5. A project without a plan is not a project. This is where the rubber meets the road. Having identified the scope and the action items required to achieve those objectives, reasonable timelines, and the individuals best able to complete each task, it’s time to put that all into a plan. Identify which tasks can be performed concurrently and lay out timelines for each task. While things happen and timelines shift, it’s impossible to gauge progress without a baseline. Having this plan vetted and approved by each team member ensures that you will be able to fall back on the plan when you need to enforce timelines or receive deliverables.

6. A meeting without an agenda is not a meeting. Much like a project plan, your meeting agendas are your key to staying on track. It is important to foster collaboration and allow for the free flow of ideas, but it is equally important to ensure outstanding issues are addressed, decisions are made, and progress is tracked. To go into a meeting without an agenda is to set yourself up for an hour of segues without resolution. Know what you’re trying to accomplish and ensure the rest of the team understands these goals, too.

7. When in doubt, over-communicate. You (and your leadership) can never know too much about your project. You should always be secure in your understanding of where the project is at any given time and be able to communicate that to leadership. Constant communication with the team ensures hurdles are identified early and appropriate resources are allocated before the hurdle becomes a roadblock. This is the most time consuming part of project management and one that is all too often overlooked. Being transparent and ensuring everyone is in the loop facilitates the collaborative environment that breeds success.

8. Wrap it up. As discussed in the first point – a project ends. When you have accomplished the objectives in your scope and everything is nicely deployed, it’s time to hand this off and prepare for the next challenge. By tracking timelines, creating deliverables at each step, and documenting progress, you should have a nice packet prepared for turning over to the team which will be supporting this work moving forward. It feels a lot like reluctantly sending a child off to college, but you have to let it go before you can tackle your next challenge.

Who’s Job Is It, Anyway?

In security, we’re not only expected to be Jacks of all Trades, we need to maintain a high level of mastery in each area, as well. We must be able to design secure networks, provide system and database level hardening for all platforms, expertly guide developers in writing secure code, oversee incident response and disaster recovery, and even know about the physical locks and environmental controls.

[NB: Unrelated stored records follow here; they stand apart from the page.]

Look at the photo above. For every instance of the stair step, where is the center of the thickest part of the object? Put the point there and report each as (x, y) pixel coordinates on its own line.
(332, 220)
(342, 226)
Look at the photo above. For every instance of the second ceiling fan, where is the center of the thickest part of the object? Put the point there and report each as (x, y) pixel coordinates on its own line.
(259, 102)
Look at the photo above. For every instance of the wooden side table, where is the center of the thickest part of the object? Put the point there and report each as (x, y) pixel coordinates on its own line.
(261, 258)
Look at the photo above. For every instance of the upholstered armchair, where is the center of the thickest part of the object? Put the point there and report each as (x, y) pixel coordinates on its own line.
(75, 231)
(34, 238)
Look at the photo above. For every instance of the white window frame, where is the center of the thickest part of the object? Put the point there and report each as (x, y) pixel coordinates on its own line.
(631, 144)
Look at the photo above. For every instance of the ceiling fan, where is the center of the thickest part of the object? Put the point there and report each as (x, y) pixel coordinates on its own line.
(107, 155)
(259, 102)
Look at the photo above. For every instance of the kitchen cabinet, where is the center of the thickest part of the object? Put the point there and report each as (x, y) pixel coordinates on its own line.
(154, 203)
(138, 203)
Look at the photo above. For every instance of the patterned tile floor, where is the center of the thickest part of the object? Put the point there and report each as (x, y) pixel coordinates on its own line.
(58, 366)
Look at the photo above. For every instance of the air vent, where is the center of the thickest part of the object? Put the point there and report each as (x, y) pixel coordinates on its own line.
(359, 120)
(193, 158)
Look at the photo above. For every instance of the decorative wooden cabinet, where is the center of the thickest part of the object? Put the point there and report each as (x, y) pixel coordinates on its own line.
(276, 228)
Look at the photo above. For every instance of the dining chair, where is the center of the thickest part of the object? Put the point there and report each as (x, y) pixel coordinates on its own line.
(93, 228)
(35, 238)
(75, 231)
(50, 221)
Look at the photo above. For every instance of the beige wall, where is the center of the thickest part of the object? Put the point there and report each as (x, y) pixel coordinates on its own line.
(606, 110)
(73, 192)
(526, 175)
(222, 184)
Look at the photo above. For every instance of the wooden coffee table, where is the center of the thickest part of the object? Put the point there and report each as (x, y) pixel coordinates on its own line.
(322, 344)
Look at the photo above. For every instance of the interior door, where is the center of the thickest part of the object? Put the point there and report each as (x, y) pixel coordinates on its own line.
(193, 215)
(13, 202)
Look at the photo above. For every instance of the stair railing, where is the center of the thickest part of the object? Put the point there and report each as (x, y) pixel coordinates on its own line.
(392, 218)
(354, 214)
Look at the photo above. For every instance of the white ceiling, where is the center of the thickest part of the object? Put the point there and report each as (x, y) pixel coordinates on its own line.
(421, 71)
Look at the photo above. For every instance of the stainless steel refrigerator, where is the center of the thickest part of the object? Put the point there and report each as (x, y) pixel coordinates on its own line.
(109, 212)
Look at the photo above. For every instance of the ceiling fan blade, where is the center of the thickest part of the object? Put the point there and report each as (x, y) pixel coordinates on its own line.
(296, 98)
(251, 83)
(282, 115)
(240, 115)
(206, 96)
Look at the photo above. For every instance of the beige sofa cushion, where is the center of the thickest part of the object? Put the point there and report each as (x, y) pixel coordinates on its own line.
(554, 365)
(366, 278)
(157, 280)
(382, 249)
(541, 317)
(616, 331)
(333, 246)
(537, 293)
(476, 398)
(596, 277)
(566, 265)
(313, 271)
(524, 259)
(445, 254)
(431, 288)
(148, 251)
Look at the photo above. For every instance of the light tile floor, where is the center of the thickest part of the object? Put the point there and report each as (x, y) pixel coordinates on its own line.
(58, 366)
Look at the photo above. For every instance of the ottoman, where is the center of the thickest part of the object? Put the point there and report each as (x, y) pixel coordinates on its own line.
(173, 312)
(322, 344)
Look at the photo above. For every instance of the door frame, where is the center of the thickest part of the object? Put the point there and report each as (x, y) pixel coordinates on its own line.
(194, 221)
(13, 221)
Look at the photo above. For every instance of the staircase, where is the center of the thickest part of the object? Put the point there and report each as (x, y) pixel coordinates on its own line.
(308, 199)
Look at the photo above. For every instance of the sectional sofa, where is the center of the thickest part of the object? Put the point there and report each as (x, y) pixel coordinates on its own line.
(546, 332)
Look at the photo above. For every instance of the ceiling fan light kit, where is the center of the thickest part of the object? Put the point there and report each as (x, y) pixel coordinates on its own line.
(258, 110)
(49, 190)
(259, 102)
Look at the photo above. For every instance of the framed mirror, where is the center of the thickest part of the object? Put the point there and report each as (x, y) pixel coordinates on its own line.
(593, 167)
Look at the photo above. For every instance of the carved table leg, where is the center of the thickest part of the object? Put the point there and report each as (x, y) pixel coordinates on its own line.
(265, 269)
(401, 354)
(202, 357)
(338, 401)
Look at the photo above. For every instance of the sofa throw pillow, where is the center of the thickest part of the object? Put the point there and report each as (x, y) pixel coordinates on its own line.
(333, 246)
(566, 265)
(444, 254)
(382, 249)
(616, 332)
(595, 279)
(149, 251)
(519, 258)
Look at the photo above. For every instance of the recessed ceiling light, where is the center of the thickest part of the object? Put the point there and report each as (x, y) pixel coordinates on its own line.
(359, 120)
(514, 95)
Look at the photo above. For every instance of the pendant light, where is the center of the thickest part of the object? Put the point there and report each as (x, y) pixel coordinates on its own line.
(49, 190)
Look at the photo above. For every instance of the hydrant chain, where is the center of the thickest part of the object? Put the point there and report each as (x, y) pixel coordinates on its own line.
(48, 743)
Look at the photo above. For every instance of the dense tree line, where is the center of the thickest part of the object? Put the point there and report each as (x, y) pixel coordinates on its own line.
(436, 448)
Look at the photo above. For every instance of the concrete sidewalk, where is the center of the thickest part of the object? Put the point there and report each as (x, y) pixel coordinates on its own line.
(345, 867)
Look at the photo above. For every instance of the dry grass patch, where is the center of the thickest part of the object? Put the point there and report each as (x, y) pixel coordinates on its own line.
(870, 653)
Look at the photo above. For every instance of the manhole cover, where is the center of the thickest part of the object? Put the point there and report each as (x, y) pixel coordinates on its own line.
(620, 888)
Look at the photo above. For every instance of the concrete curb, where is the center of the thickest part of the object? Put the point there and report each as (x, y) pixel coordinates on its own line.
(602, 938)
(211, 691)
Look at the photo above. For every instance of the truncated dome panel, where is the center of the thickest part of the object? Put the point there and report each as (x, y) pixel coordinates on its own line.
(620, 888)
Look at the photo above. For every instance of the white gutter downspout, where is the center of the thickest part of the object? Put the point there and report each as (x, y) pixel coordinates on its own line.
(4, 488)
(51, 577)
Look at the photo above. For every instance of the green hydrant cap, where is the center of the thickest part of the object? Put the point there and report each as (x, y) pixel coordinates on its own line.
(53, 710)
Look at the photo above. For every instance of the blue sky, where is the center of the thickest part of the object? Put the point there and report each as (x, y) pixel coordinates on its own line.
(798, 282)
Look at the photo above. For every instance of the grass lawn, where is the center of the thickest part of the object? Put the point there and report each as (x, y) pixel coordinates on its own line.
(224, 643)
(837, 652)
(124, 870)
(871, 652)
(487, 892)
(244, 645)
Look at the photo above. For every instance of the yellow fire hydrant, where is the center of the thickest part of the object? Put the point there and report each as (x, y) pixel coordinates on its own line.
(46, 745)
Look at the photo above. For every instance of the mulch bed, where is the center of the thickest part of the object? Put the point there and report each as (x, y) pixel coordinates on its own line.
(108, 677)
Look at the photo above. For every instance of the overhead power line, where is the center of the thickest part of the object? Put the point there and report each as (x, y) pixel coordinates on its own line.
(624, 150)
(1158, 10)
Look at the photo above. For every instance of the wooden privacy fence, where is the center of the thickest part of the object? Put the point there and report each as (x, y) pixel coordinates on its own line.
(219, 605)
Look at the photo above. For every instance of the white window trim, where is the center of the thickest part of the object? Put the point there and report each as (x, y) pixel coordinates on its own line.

It definitely takes a special kind of person to make it in this industry and most of us started out as hobbyists, before professional options even existed. We gladly take on these responsibilities, to the point of excluding other teams who specialize in each technology. As much as we love having our egos stroked, though, this trend is not sustainable and it doesn’t enable the success of the organization.

In today’s world, the primary function of security needs to be evangelism. By educating infrastructure specialists in security principles, we can leave the implementation details to people who have spent years specializing in their specific technologies. Like it or not, these administrators, engineers, and developers have far deeper knowledge in their areas of expertise than we could ever hope to gain, as they have dedicated their educational pursuits to one focused area, rather than trying to do it all. It is our job to enable the success of these experts, as we introduce security concepts and help to foster a passion for security in those best able to bring these concepts to life.

Conversely, infrastructure specialists need to start taking responsibility for understanding security concepts. Confidentiality, integrity, and availability affect every area of business. Given the tremendous impact of security breaches and the public attention this topic has received, it seems absurd that in many organizations, these specialists are not held accountable for this critical area of knowledge. By effectively evangelizing to leadership teams in our organizations, we can bring passion for security and set a new minimum bar for job requirements.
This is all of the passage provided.